The evolution of data science, data engineering, and AI
The O’Reilly Data Show Podcast: A special episode to mark the 100th episode.
This episode of the Data Show marks our 100th episode. This podcast stemmed out of video interviews conducted at O’Reilly’s 2014 Foo Camp. We had a collection of friends who were key members of the data science and big data communities on hand and we decided to record short conversations with them. We originally conceived of using those initial conversations to be the basis of a regular series of video interviews. The logistics of studio interviews proved too complicated, but those Foo Camp conversations got us thinking about starting a podcast, and the Data Show was born.
To mark this milestone, my colleague Paco Nathan, co-chair of Jupytercon, turned the tables on me and asked me questions about previous Data Show episodes. In particular, we examined the evolution of key topics covered in this podcast: data science and machine learning, data engineering and architecture, AI, and the impact of each of these areas on businesses and companies. I’m proud of how this show has reached so many people across the world, and I’m looking forward to sharing more conversations in the future.
Here are some highlights from our conversation:
AI is more than machine learning
I think for many people machine learning is AI. I’m trying to, in the AI Conference series, convince people that a true AI system will involve many components, machine learning being one. Many of the guests I have seem to agree with that.

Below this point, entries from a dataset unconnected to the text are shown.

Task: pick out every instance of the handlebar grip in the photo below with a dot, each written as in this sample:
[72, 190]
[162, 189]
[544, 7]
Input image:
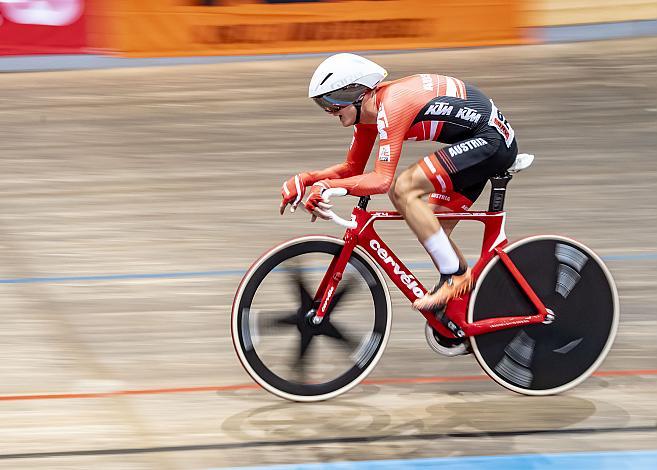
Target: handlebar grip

Evolving infrastructure for big data
In the early days of the podcast, many of the people I interacted with had Hadoop as one of the essential things in their infrastructure. I think while that might still be the case, there are more alternatives these days. I think a lot of people are going to object stores in the cloud. Another examples is that before, people maintained specialized systems. There’s still that, but people are trying to see if they can combine some of these systems, or come up with systems that can do more than one workload. For example, this whole notion in Spark of having a unified system that is able to do batch in streaming caught on during the span of this podcast.